А через некоторое время я проснулся. Раскрашенные жестяные ходики на стене показывали час… Женина постель была нетронутой.
Спать больше не хотелось совсем, напротив, я чувствовал прилив такой бодрости, что не мог больше оставаться в хате. Это было ночное влечение к открытому пространству, к бесшумному скольжению среди запахов трав – волчье, более древнее, чем человеческое, стремление к ночной жизни, делающее невыносимым и противоестественным пребывание в пространстве замкнутом… Я нашарил в темноте одежду и, проверив в кармане портсигар, вышел на крыльцо.
Ночь была прохладной. Вся станица, раскинувшаяся под безлунно-черным, усыпанным звездами небом, спала. Негромкий звук моих шагов, казалось, разносился очень далеко, потому что был единственным звуком в ее ночном молчании… И тут я увидел Женю.

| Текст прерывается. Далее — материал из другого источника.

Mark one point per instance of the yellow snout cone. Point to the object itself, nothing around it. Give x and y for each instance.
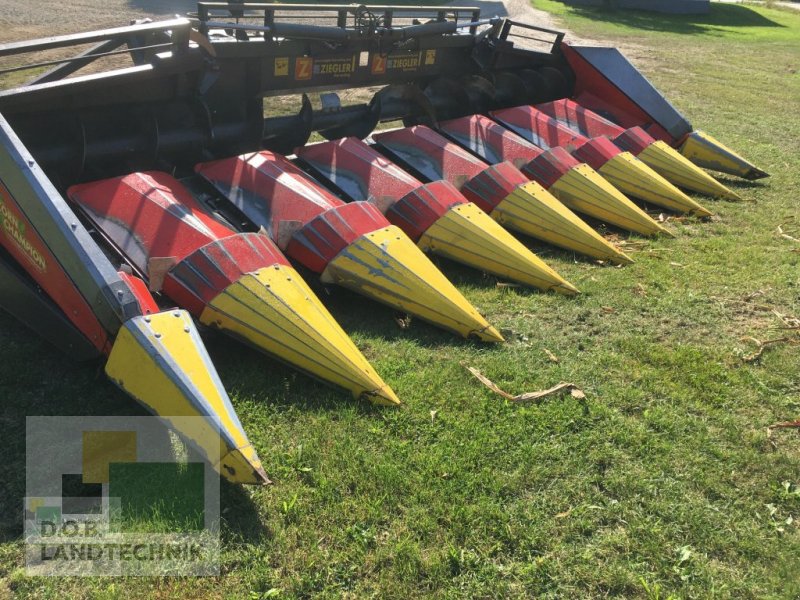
(704, 151)
(585, 191)
(532, 210)
(679, 170)
(160, 360)
(274, 310)
(386, 266)
(468, 235)
(634, 178)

Он стоял, облокотившись обеими руками на белеющее в темноте длинное бревно коновязи и запрокинув голову в небо. Я подошел к нему, на ходу раскуривая папироску.

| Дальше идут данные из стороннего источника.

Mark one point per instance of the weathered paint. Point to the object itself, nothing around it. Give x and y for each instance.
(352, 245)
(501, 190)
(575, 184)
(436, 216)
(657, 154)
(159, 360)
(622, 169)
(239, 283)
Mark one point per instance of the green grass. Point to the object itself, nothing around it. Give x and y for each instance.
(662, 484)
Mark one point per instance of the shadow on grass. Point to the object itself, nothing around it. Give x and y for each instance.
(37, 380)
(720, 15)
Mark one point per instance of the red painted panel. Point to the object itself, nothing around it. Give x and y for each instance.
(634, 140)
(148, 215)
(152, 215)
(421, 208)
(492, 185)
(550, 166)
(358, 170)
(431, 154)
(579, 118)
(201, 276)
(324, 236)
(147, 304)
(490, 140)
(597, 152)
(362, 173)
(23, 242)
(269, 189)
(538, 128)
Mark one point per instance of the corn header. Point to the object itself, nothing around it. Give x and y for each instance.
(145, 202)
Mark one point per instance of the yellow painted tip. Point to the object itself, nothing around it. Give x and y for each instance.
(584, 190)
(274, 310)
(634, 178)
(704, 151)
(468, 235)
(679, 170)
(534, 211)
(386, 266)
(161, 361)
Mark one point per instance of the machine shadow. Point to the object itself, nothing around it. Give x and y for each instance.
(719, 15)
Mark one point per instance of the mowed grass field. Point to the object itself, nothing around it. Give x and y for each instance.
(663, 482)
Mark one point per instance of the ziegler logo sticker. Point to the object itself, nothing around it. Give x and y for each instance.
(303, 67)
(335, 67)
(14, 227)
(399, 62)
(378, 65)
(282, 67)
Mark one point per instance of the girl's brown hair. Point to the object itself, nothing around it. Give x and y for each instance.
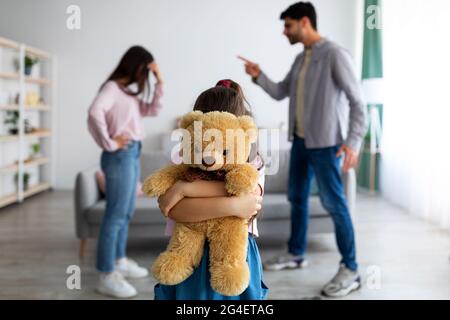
(227, 96)
(133, 68)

– Проснулся? А я смотрю на созвездие Фаркад.
– Фаркад?
– Видишь – две яркие звезды рядом – в Малой Медведице?
– Вижу.
– Это – созвездие Фаркад.
В царстве юности изыскан был узор,
Но не вечно тот наряд ласкает взор.
О беда, беда, иссяк благой родник,
Жизнь даривший розам сада до сих пор!
Ты уйдешь и от друзей, и от родных,
Что под небом грусть твоя и твой укор?
Смерть придет, и расстается с братом брат,
Кроме братьев-звезд сверкающих Фаркад.
– Чей это перевод?
– Мой.
Я курил, сидя на коновязи, а Женя по-прежнему стоял в той позе, в какой я его увидел.
– Он довольно плох, но мне начинает казаться, что восточные стихи как таковые теряют свою суть на европейских языках… Не знаю. Хочешь моих стихов?
– Да, очень.
Женя это предложил в первый раз. Он читал долго… Он читал о чужом для меня, таком чужом Востоке… Это была поэма „Розовый сад“, странная, навеянная зловещими сурами Корана… Это был мир мчащихся в ночи боевых верблюдов, мир безбрежных песчаных морей, мир гурий и роз в причудливых грезах хашшашинов[20]…
Он читал, как будто заклинал стихами ночь. Он читал, а я слушал и смотрел в его обращенное к небу лицо, как белая маска выступающее из темноты. И это лицо было утонченно восточным, персидским или иранским, с этим мягким бархатом черных в темноте глаз, надменным разлетом бровей, волнами волос, кажущимися в ночи черными, изысканным сочетанием тонкой линии носа с трепещуще нервными, породистыми ноздрями и чувственным вырезом пухлых губ… Это было лицо Сохраба, молодого иранского царя, бесстрашного воина и любовника огненных пери… Это был Женя.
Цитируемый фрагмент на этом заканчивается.